A view of Stamford Bridge.
Managers and FA condemn homophobic chanting from Man United fans at Chelsea
Offensive chants were heard at regular intervals during Saturday’s 1-1 draw between the teams at Stamford Bridge.

ENGLISH FOOTBALL BOSSES have condemned homophobic chanting from Manchester United fans at Chelsea.

Offensive chants were heard at regular intervals from some away supporters as United forced a 1-1 Premier League draw at Stamford Bridge.

United boss Erik ten Hag and Chelsea counterpart Graham Potter both lamented the chants, while the Football Association pledged to crack down on discriminatory behaviour.

“The FA strongly condemns the use of the term “rent boy” and we are determined to drive it out of our game,” said an FA spokesperson.

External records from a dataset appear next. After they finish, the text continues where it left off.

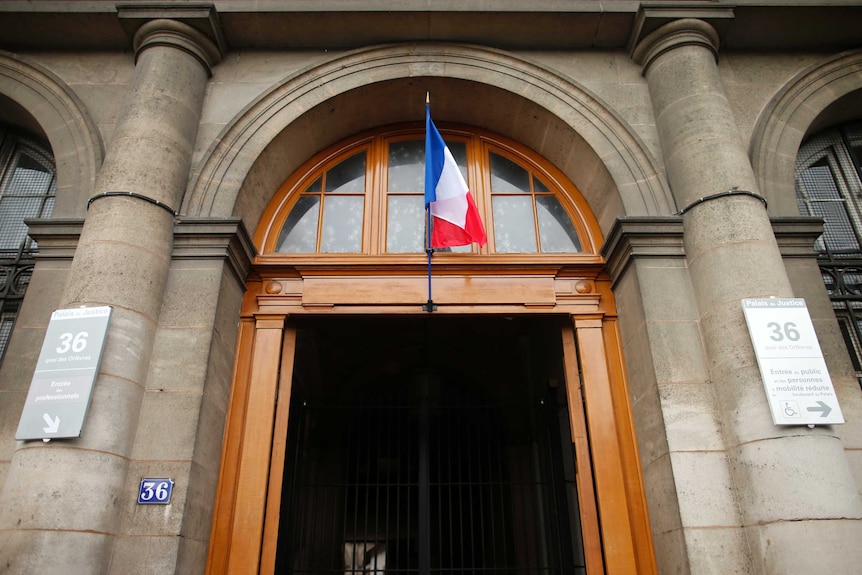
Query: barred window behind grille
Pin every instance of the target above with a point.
(27, 188)
(829, 185)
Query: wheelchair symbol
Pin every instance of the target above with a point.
(790, 409)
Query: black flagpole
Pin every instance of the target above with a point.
(430, 305)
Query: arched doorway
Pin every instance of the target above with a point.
(540, 281)
(429, 444)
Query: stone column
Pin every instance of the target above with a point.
(795, 491)
(62, 500)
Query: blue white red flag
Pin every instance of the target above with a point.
(456, 220)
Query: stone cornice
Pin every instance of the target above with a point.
(176, 34)
(662, 237)
(683, 32)
(194, 239)
(516, 24)
(637, 237)
(215, 238)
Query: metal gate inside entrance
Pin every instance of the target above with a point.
(435, 445)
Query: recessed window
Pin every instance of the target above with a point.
(367, 197)
(829, 186)
(27, 188)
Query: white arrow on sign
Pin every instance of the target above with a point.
(53, 424)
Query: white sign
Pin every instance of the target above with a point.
(792, 367)
(63, 381)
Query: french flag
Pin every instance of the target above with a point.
(456, 220)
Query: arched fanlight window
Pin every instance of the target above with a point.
(829, 185)
(366, 197)
(27, 187)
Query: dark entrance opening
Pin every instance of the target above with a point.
(429, 445)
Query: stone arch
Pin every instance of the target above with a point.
(62, 118)
(785, 121)
(558, 118)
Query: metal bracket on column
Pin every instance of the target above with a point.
(731, 192)
(153, 201)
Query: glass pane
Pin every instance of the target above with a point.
(407, 166)
(507, 177)
(13, 231)
(838, 231)
(314, 188)
(556, 232)
(299, 234)
(405, 230)
(29, 178)
(818, 182)
(513, 225)
(342, 224)
(459, 152)
(540, 187)
(348, 177)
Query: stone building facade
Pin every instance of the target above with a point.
(173, 139)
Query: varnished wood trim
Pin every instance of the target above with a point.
(635, 494)
(583, 465)
(279, 447)
(220, 533)
(607, 458)
(252, 478)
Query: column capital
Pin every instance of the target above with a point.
(682, 32)
(164, 32)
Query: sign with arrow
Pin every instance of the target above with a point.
(792, 367)
(63, 381)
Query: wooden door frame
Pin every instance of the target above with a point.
(617, 537)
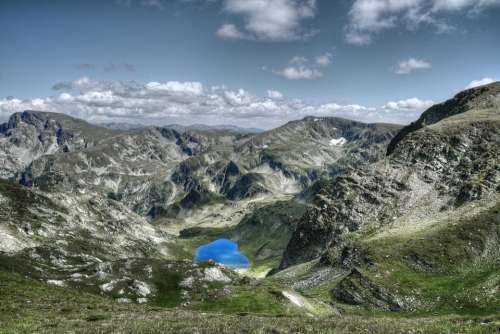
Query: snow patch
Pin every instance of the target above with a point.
(215, 275)
(56, 282)
(338, 142)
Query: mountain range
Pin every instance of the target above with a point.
(338, 218)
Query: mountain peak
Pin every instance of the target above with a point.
(482, 97)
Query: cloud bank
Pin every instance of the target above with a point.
(192, 102)
(368, 18)
(277, 20)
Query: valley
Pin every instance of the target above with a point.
(342, 223)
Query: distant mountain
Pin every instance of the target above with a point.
(429, 211)
(203, 127)
(341, 216)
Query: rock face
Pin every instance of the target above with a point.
(449, 157)
(150, 169)
(75, 198)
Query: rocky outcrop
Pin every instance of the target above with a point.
(437, 167)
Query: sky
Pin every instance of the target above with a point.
(251, 63)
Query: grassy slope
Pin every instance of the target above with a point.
(29, 306)
(451, 267)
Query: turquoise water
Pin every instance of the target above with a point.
(222, 251)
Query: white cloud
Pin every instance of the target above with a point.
(194, 88)
(299, 73)
(410, 65)
(412, 104)
(302, 68)
(275, 95)
(277, 20)
(481, 82)
(191, 102)
(371, 17)
(230, 31)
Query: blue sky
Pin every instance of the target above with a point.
(246, 62)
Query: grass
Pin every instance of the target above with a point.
(28, 306)
(452, 267)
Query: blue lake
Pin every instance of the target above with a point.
(222, 251)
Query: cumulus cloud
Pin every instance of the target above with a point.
(192, 102)
(274, 94)
(230, 31)
(481, 82)
(299, 73)
(324, 60)
(370, 17)
(412, 104)
(277, 20)
(302, 68)
(411, 65)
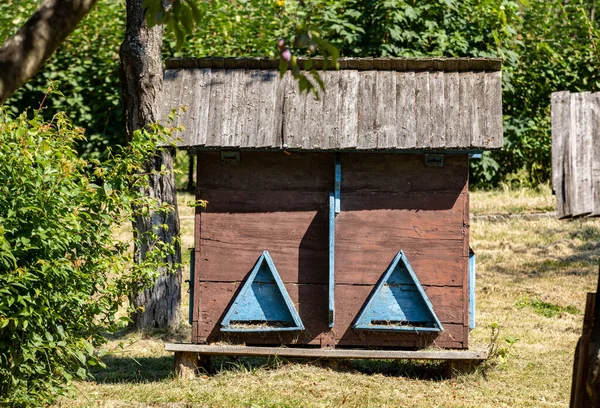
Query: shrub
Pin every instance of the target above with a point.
(63, 276)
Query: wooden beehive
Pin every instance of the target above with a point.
(338, 222)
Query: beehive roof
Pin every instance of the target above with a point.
(369, 104)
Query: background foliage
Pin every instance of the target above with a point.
(547, 45)
(63, 277)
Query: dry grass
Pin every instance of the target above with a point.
(524, 269)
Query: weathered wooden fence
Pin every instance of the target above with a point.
(576, 153)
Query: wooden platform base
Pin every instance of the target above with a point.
(190, 357)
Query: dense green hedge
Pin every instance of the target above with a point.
(547, 45)
(63, 276)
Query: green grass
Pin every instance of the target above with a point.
(532, 279)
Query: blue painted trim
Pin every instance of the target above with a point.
(363, 322)
(338, 183)
(192, 278)
(296, 322)
(472, 268)
(332, 205)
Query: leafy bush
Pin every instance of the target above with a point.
(63, 276)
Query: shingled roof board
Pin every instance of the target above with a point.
(361, 109)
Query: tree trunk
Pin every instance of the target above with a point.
(141, 79)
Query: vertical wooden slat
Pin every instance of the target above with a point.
(561, 117)
(252, 91)
(216, 114)
(367, 111)
(423, 109)
(237, 96)
(452, 109)
(466, 109)
(199, 106)
(595, 120)
(228, 114)
(312, 133)
(293, 112)
(385, 94)
(438, 118)
(267, 135)
(478, 122)
(580, 145)
(493, 110)
(406, 136)
(348, 111)
(332, 115)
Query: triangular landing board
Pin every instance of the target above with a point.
(263, 304)
(398, 302)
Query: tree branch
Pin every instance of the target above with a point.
(23, 55)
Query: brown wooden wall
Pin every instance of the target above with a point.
(279, 202)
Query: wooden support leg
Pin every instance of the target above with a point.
(186, 365)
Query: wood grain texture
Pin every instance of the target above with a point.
(228, 350)
(279, 202)
(367, 110)
(466, 109)
(438, 110)
(363, 110)
(452, 109)
(406, 134)
(478, 118)
(580, 148)
(595, 130)
(422, 109)
(385, 117)
(311, 303)
(560, 136)
(493, 110)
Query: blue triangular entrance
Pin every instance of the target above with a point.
(263, 304)
(398, 302)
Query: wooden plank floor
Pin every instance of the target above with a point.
(222, 350)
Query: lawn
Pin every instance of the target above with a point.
(533, 274)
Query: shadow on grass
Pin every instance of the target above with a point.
(421, 370)
(133, 370)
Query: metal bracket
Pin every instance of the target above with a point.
(434, 160)
(230, 157)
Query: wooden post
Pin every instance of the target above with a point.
(186, 365)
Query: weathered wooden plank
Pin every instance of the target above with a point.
(236, 104)
(311, 302)
(385, 106)
(296, 240)
(404, 173)
(422, 109)
(332, 114)
(466, 109)
(367, 110)
(228, 350)
(197, 127)
(216, 114)
(267, 135)
(580, 145)
(561, 117)
(595, 128)
(478, 121)
(293, 113)
(438, 111)
(267, 171)
(406, 136)
(493, 110)
(348, 112)
(251, 109)
(452, 109)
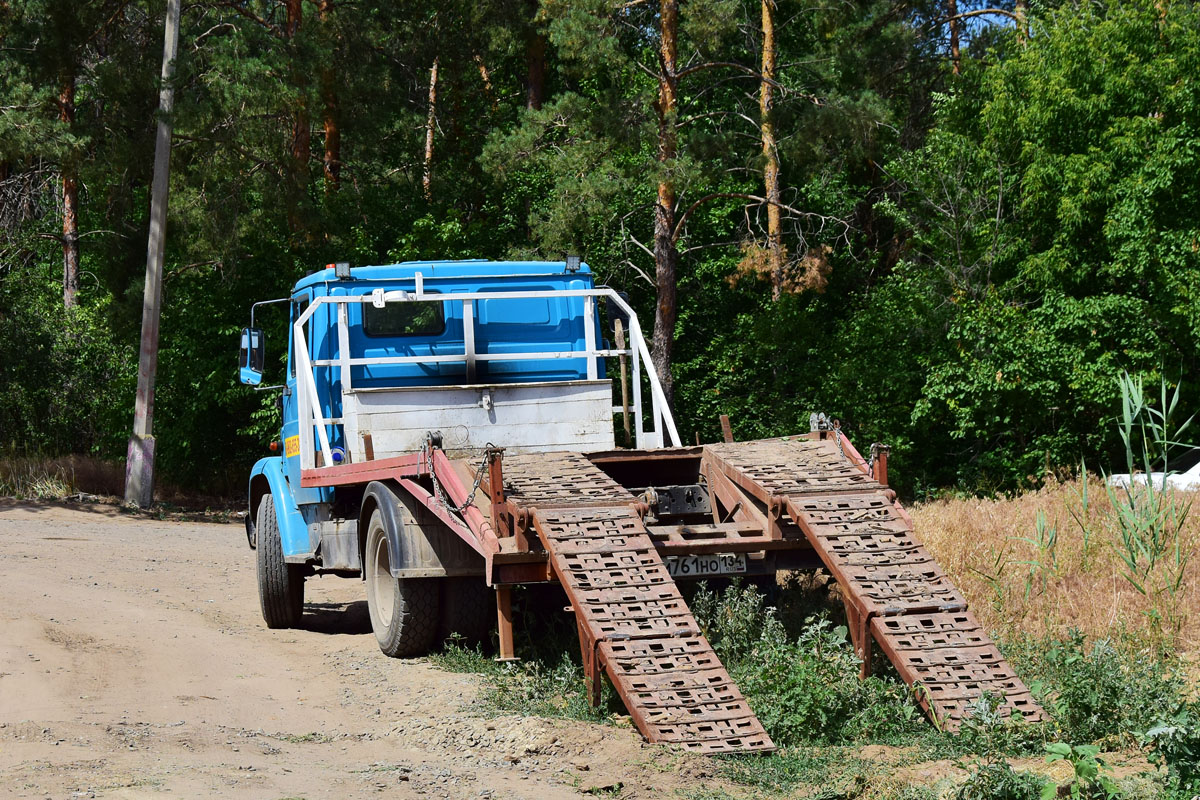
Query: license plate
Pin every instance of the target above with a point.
(690, 566)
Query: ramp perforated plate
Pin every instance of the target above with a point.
(673, 685)
(954, 662)
(916, 613)
(683, 696)
(789, 467)
(559, 479)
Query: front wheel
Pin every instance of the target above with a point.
(403, 611)
(280, 584)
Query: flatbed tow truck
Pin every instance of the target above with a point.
(449, 433)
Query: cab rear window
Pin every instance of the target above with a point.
(409, 318)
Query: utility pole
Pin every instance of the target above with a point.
(139, 461)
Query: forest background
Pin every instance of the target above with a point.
(952, 226)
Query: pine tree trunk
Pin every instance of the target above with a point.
(665, 253)
(535, 68)
(333, 161)
(769, 150)
(1023, 20)
(70, 203)
(952, 12)
(486, 77)
(430, 122)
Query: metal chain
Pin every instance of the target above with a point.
(437, 485)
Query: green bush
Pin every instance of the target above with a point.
(1098, 692)
(67, 380)
(996, 780)
(804, 689)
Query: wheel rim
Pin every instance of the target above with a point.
(383, 585)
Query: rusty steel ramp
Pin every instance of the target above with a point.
(633, 621)
(893, 589)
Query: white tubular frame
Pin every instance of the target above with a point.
(306, 382)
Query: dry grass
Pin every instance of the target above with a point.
(1018, 587)
(36, 477)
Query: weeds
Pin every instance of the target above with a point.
(1087, 782)
(994, 779)
(804, 687)
(1149, 521)
(35, 479)
(1175, 746)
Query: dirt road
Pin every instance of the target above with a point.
(133, 663)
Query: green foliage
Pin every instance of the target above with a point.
(67, 383)
(1097, 692)
(996, 780)
(1175, 745)
(804, 689)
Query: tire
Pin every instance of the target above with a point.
(403, 611)
(468, 609)
(280, 584)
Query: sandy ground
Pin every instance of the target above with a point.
(133, 663)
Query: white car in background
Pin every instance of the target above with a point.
(1185, 481)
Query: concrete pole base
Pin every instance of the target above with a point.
(139, 471)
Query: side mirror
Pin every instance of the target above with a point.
(250, 356)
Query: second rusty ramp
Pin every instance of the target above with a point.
(635, 625)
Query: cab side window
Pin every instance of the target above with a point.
(411, 318)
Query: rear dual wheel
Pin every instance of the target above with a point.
(403, 611)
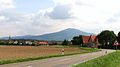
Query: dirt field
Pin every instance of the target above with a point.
(13, 52)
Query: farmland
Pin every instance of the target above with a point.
(18, 52)
(110, 60)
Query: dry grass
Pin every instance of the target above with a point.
(13, 52)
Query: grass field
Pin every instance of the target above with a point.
(110, 60)
(11, 54)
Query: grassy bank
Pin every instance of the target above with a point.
(110, 60)
(82, 50)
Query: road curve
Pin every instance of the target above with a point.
(65, 61)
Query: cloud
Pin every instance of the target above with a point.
(60, 12)
(87, 15)
(6, 4)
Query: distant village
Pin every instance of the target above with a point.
(88, 41)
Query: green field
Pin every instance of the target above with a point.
(110, 60)
(14, 54)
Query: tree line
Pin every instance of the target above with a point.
(106, 39)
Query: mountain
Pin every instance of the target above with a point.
(57, 36)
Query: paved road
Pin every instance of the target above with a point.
(66, 61)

“We continue to work closely with the Crown Prosecution Service, as well as the UK Football Policing Unit, in relation to the use of this term.

“Part of our work in this area has been to provide the relevant authorities with impact statements from LGBTQ+ supporters, detailing how chants of this nature affects their experience and feeling of inclusion at football matches, so that a clearer stance and understanding on the chant can be established.

“We stand firmly against all forms of discrimination and we are striving to ensure our game is a safe environment for all, which truly embraces diversity and challenges hateful conduct both on and off the pitch.

“We believe football is everybody’s game, and we will continue to do our utmost to use our influence to drive meaningful change so that our game is for all.”

Chelsea picked out the United fixture as a chance to support Stonewall’s Rainbow Laces anti-discrimination campaign, only for some visiting fans to make homophobic chants throughout the match.

The club issued a short statement after full-time, saying the chanting showed there is more to be done.

“Chelsea Football Club finds all forms of discriminatory behaviour totally unacceptable and we condemn the language used by some individuals today at Stamford Bridge,” it read.

“We are proud to be supporting Stonewall’s Rainbow Laces campaign and today acts as proof that we must do more to make football a game for everyone.

“This year we are educating, celebrating, communicating and motivating allyship and action for our players, employees, fans and society.”

Asked about the chants, Potter said: “Well it’s clear that we’ve still got a lot of work to do.”

Ten Hag condemned the chanting, but also insisted Chelsea fans should not have abused United defender Raphael Varane as he left the field after being injured.

“I think it doesn’t belong in the stands, and I mentions stands, whole stadium as well,” said Ten Hag.

“When Raphael came out it was the same the other side; so we all have to stop doing that.”